A lot of ideas spring to mind in a bar. By and large, these need to be taken with a grain of salt, a full night’s sleep, and (depending on the amount of time spent in said bar) a couple of aspirin. While I was working and Sam was frequenting such an establishment, he wanted to sell me on an idea. It was with a bit of skepticism that I listened to Sam describe this ambitious, manic hybrid of Kurosawa, college and live action Anime. I recall thinking it was crazy, intriguing, fun, and impossible. Sam and I had worked together on a much smaller scale web-series and that had been hard enough to get finished. Here was Sam talking about a core cast that was over twice as big, varied locations, stylized costumes, large groups of extras, more episodes, oh, and fight scenes.
Part of me saw this as a months long head ache of scheduling, downsizing, and possibly the disappointment of never finishing or it not being any good. But Sam was beyond enthusiastic as he sat on the stool explaining all of this to me. He was driven and I had a strong sense that he could pull it off and that if he did, I wanted to be a part of it.

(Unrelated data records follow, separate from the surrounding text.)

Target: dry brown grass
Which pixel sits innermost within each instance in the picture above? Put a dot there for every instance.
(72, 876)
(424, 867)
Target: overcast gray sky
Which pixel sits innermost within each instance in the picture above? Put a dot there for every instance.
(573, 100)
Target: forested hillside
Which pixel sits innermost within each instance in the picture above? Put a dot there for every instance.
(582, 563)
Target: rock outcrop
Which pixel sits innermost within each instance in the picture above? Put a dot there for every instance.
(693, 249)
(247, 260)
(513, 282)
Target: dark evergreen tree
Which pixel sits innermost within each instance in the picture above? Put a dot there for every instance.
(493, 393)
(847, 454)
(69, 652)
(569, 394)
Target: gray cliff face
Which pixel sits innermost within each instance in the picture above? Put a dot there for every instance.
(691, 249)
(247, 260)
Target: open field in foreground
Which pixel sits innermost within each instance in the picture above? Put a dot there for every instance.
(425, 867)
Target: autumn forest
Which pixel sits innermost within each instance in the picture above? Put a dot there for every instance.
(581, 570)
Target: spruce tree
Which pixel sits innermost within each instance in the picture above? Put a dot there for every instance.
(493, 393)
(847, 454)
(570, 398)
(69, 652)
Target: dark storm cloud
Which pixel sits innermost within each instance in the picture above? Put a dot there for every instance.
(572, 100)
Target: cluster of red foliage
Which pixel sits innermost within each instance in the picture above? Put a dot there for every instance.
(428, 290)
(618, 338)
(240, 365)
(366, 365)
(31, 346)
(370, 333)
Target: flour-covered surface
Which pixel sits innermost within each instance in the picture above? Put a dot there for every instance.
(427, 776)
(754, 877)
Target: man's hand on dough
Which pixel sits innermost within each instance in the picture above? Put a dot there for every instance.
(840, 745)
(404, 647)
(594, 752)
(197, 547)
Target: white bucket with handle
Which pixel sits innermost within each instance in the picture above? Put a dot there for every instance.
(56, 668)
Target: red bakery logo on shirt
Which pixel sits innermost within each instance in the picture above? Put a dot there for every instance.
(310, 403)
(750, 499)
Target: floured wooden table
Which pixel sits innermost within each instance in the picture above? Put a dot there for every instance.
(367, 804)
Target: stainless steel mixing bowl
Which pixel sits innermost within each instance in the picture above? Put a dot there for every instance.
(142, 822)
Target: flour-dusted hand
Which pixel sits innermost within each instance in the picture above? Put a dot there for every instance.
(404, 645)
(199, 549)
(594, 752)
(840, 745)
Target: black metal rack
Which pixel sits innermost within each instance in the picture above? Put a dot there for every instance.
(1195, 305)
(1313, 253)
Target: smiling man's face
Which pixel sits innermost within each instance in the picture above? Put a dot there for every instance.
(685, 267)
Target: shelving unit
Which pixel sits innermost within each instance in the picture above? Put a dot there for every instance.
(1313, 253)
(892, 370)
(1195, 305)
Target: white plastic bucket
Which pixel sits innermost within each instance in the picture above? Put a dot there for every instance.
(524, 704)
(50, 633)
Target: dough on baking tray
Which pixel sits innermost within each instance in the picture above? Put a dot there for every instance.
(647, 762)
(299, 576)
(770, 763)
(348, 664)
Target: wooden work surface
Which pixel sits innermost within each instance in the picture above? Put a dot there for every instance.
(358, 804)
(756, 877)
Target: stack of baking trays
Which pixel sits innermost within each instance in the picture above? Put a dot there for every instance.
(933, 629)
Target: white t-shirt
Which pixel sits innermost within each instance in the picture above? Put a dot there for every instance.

I have never regretted a moment of it (well, maybe being half naked running around outside on a cold March night, but never at any other time). Student Seven has been one of the greatest experiences of my life. Sam and Chelsey get amazing kudos for never compromising this vision. They assembled a talent pool that is astounding by any level of professionalism you want to judge it by and created an atmosphere of creativity and collaboration.
The collaboration should never be over looked. While everyone had defined roles on set and hats to wear (some of them wizard hats) we all bled together, commenting on lines, characters, motivations, locations, chorography and visuals. Sam is really the heart of that. Being co-creator, writer, director and editor, he could have easily stuck to his own solitary vision, since obviously he had a clear idea of what Student Seven was. Instead, Sam sat us down, talked about where we saw our characters and also where we saw them, what we wanted for them and incorporated those ideas. Because Sam gave us ownership, we loved Student Seven as much as he did and he always got the most out of us. I will always be eternally grateful that I was above to be a part of it.
I was wrong. Student Seven wasn’t an impossible project. We just had to double our speed.